Yemen: Reaching out to the poorest and most isolated

  • International staff: 13
  • National staff: 20 Yemen has experienced relative stability since elections in 1997. Yet even the somewhat stable situation hasn't permitted the state to turn its attention fully to the public health sector. Problems of access to health care remain, especially for the country's poorest and most isolated people. In the mountainous northern region of Al Hazm, MSF has been working since 1997 to improve the overall quality of health care. In the Yemenite culture, doctors rarely touch those who come in for a consultation, and the patients do not even get undressed. One of the goals of the five-year program is to better understand the needs and the expectations of the area's 82,000 people. The lack of qualified health workers means that MSF often has a substitution role. A special emphasis on mother and child care is the natural response to a high maternal mortality rate of about 1,400 deaths for every 100,000 mothers. In Aden, MSF works to rehabilitate health facilities and improve the quality of nursing care, and to train those engaged in mother and child care.
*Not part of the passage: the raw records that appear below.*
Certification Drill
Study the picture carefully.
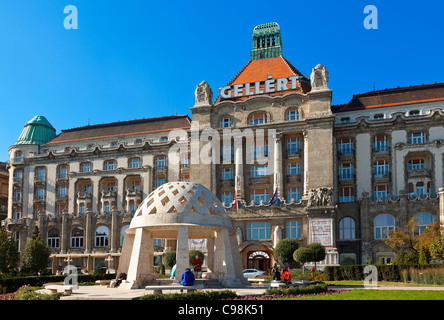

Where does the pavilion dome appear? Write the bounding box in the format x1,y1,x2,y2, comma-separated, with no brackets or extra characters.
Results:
15,116,56,145
130,182,232,228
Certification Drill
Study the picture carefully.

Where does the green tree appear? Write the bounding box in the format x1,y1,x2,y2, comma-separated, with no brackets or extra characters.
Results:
189,250,205,265
163,251,176,268
22,227,51,274
293,247,312,272
307,242,327,269
0,229,20,273
429,236,444,260
273,238,299,265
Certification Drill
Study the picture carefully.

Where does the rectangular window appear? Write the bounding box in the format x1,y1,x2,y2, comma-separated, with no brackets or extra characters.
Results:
339,163,354,181
129,158,140,169
373,135,389,153
339,187,355,203
105,160,116,171
222,168,233,180
80,163,91,172
338,138,353,155
35,168,46,181
57,165,68,179
156,157,166,171
409,132,425,144
251,189,269,204
287,162,301,175
287,187,301,202
57,185,67,198
287,138,301,156
35,187,45,200
373,160,389,179
374,185,389,200
251,166,269,178
220,117,232,128
222,191,233,206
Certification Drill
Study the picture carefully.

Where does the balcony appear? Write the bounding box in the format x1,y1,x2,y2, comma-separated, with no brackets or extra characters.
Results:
407,169,432,178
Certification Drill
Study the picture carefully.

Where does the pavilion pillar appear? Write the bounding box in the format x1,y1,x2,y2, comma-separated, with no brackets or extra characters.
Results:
207,237,214,272
127,228,153,289
174,226,190,283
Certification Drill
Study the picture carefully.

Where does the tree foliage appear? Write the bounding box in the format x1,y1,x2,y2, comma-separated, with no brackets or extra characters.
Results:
0,229,20,273
273,238,299,264
384,217,442,257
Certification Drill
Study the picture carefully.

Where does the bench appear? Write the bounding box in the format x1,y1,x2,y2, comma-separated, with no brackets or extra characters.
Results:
44,284,79,294
247,278,265,282
145,284,205,293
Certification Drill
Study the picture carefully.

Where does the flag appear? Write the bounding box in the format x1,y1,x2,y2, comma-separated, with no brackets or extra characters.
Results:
234,188,242,217
268,189,281,206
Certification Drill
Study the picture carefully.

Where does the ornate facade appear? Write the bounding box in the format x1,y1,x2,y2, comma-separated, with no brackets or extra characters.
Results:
5,23,444,271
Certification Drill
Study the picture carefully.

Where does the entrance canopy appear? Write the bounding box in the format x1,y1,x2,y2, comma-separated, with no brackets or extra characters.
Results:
118,182,243,288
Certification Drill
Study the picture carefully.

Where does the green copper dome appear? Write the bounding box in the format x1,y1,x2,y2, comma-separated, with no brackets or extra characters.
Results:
15,116,56,145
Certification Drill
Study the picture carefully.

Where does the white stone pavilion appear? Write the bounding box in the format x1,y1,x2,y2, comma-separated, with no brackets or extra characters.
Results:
118,182,245,289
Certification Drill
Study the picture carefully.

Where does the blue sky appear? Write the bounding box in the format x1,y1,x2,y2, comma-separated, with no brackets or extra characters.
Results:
0,0,444,161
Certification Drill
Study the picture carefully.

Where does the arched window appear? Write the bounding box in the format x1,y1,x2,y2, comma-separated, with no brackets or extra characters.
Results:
14,150,22,162
95,226,109,248
287,220,302,239
339,217,356,240
285,108,299,121
247,222,271,240
220,116,233,128
46,229,60,249
248,112,268,125
120,224,129,246
71,227,84,248
414,212,435,234
373,214,395,240
104,160,116,171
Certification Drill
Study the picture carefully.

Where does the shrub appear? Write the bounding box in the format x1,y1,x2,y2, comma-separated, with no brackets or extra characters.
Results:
265,282,327,295
14,285,63,300
139,290,237,300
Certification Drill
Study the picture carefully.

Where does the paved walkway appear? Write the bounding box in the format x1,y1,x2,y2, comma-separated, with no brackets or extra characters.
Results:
38,285,444,300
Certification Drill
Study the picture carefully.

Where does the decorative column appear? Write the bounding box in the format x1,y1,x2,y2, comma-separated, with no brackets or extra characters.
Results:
303,131,310,198
127,228,153,289
174,226,190,283
60,210,69,253
234,139,245,200
438,188,444,234
273,133,284,199
110,208,120,253
84,209,94,253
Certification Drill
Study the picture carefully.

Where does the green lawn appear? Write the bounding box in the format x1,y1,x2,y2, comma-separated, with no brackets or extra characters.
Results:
297,289,444,300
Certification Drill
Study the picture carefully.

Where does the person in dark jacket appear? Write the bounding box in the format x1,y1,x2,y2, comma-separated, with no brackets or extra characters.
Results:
180,268,195,286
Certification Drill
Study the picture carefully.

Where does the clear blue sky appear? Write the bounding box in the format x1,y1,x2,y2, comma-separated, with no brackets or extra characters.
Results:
0,0,444,161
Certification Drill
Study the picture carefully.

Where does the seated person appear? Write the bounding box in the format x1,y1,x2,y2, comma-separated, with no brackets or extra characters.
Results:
180,268,195,286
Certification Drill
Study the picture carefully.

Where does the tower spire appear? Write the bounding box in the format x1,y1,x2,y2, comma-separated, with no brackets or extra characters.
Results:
250,22,282,60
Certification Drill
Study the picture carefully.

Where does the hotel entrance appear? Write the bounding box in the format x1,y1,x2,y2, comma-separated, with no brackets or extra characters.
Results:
247,251,270,274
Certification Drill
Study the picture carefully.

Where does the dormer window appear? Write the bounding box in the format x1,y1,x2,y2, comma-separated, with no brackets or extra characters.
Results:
286,108,299,121
373,113,384,120
248,112,268,125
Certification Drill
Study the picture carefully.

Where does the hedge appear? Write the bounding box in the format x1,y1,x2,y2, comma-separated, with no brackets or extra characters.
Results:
139,290,237,300
0,273,116,293
324,264,444,282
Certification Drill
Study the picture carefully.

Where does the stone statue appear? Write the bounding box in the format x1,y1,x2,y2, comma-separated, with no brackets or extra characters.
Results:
310,64,328,91
308,188,333,207
194,81,213,106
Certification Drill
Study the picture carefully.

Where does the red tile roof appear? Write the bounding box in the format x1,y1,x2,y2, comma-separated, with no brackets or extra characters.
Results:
47,115,191,145
215,56,311,103
332,82,444,112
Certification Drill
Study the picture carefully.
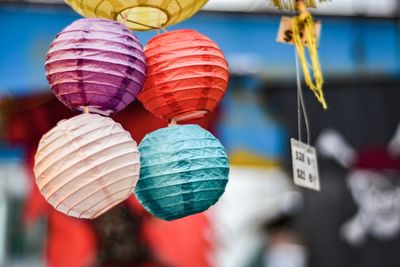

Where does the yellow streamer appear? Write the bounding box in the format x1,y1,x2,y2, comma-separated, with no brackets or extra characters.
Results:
292,12,328,109
272,0,330,11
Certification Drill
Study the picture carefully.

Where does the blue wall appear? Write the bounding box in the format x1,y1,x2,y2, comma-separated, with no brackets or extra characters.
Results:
0,5,400,96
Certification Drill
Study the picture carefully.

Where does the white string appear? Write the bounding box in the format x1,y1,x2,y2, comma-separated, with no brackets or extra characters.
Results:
294,48,310,145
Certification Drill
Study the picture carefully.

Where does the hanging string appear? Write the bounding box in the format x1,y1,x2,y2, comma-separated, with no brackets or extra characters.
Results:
292,1,328,109
294,50,311,145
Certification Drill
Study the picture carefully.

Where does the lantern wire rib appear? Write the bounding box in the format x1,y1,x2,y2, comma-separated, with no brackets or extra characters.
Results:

To improve the medicine supply system and help establish a sustainable cost recovery structure, a health economist began work in 1999. This vast project to involve the population in the cost recovery system is scheduled to last five years. It encompasses an entire health district in Aden, including 12 clinics and all dispensaries, and reaches about 370,000 people. MSF continues to supply medicine and offer technical support to the health district of Dhi Sufal, in northwestern Yemen. MSF has been working in the country since 1991.